The Pistahan Parade
Last weekend was my first Filipino parade and I wish I had attended at least one of these sooner. Seeing all the different contingents from all walks of life come together to share Filipino culture on the streets of San Francisco was a moving experience. (All puns are intended).
The Pistahan Parade and Festival has been around for more than a decade, but compared to the Chinese New Year parade, Carnival parade, and other San Francisco parades, it is actually a small one, drawing in about 600 participants.
I used to think Filipinos in America, both immigrant and American-born, lacked the desire to participate in cultural or community events like this. That the reason why the Chinese New Year parade is bigger is because they have thousands of years of “documented culture” before Filipinos.

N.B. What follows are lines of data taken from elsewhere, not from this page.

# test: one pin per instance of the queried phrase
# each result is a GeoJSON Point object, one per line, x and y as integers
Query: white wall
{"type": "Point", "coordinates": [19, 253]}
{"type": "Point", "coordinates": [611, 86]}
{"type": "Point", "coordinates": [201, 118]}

I used to think that the “regionalism” of Filipinos was an obstacle against a sense of true unity for Filipinos in America. That the geographical division you see on the Philippine map is a visual representation of the community division I thought I saw of the Filipino community here in San Francisco and in America in general.
But this parade showed me that there are people out there, outside my own little, narrow-minded world. People who are Filipino-born and American-born, people of Filipino ethnicity and non-Filipino ethnicity, who are participating actively in and for the Filipino community.
It showed me the colorful, cultural, past of the Philippines that goes beyond the thousands of years I have yet to discover and it got me excited about the ever-changing and evolving culture of not only Filipinos, but of people from other countries. Most importantly, on that morning, I witnessed the “unification” of Filipinos. Not because of a dictator and not because of a boxer.
In demonstrating this, the Pistahan Parade, to me, was the biggest parade in the world.
To sum it all up, I over heard someone complain to the parade director at one point, where the director responded:
“Parades are all about moving forward. If we think backward, well, that would be one screwed up parade!”